Yes that is a Jac40, There were actually three such devices made for different gauge machines: Jac40 (blue) tines spaced 4.5mm apart for standard Japanese machines and 9mm bulky Japanese machines using every other needle/tine; Passap Jac (Silver and red) for 5mm Swiss Passap machines, and Knittax Jac (gold) for 5.3mm Japanese machines. I have the first two Jacs (blue and silver) and also have 6 knitting machines, 5 of which use punchcards, and three Passaps (one has electronic patterning on the front bed only), a fine gauge 3.6mm, a standard gauge 4.5mm, and a bulky gauge 9mm, Japanese machines.
Yes I am lucky enough to have a blank Passap Jac card as well as several mass produced pre-punched cards for the Deco (has a wider margin but the same hole spacing). I have three Jac40 mass produced pre-punched cards and no blank Jac40 cards. I have multiple blank japanese cards, both blank and pre-punched.
Punching the cards is exhausting and messy. and very likely to end up with a ruined card. These things are expensive-- the blank Passap cards go for as much as $40 for a single card. There is a video on youtube where a lady designs a card in JW CAD in Japanese and prints and cuts the card on the die cutter I have… using plain kraft paper card and patterns would be easy to make and use if I can get the dimensions right. The holes have to be precisely spaced for the little metal tines to go through them without cutting the edges of a misplaced hole and ruining the pattern and card… The Jac accessories especially allow patterning on the back of double bed knitting or ribbing… so they are extremely versitile IF I can produce cards for them…

Thanks for your help.

The dimensions I showed in the PDF are based on what you drew although they get rounded. The actual vertical spacing is 5.25 mm. If they aren’t correct, that’s because of your spacing and not the print out. Exactly what spacing are you looking for?

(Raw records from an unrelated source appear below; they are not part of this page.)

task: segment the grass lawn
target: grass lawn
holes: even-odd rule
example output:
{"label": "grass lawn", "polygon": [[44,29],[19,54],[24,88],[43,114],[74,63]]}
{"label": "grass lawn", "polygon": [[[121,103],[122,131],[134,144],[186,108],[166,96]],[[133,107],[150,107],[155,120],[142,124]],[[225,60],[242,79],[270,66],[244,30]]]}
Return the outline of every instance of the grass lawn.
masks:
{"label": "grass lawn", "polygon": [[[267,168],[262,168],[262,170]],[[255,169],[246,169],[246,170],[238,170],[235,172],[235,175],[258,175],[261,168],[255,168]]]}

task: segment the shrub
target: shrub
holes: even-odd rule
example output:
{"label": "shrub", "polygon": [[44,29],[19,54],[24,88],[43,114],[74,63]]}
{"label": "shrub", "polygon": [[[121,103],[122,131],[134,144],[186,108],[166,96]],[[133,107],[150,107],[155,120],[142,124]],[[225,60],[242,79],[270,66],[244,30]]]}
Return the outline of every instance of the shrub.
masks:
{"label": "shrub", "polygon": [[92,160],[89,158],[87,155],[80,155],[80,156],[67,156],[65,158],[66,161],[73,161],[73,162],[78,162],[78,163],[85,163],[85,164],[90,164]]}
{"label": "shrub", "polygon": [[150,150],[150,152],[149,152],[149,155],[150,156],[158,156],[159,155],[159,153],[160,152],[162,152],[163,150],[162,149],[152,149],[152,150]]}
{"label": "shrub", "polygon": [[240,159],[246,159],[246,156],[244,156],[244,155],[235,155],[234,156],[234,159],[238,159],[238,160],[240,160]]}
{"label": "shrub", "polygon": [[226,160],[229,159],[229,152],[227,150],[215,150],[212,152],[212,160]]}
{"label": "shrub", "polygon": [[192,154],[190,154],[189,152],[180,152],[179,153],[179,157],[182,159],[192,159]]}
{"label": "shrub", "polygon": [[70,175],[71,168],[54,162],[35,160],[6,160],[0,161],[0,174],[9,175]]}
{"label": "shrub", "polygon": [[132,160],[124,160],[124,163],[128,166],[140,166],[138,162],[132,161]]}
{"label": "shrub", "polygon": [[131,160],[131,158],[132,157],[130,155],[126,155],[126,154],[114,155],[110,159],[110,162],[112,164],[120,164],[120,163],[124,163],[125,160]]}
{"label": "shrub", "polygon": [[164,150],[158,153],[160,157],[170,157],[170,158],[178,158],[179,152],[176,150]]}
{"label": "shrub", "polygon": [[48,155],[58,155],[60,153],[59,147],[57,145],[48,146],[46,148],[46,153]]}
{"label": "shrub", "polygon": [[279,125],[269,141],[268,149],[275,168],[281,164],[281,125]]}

I used the measure tool to set points to snap to when drawing the circles… I just went back and measured them… 5mm…

I am personally beginning to thing it is my printer adding a spin on everything… Let me see if I can take a couple of photos…

An actual Passap Deco Card: Card Pattern Number 9a
This is what the file is making a blank of… ALL holes punched so that the holes can be deleted easily to build another pattern.

5 mm horizontally. What are they supposed to be vertically?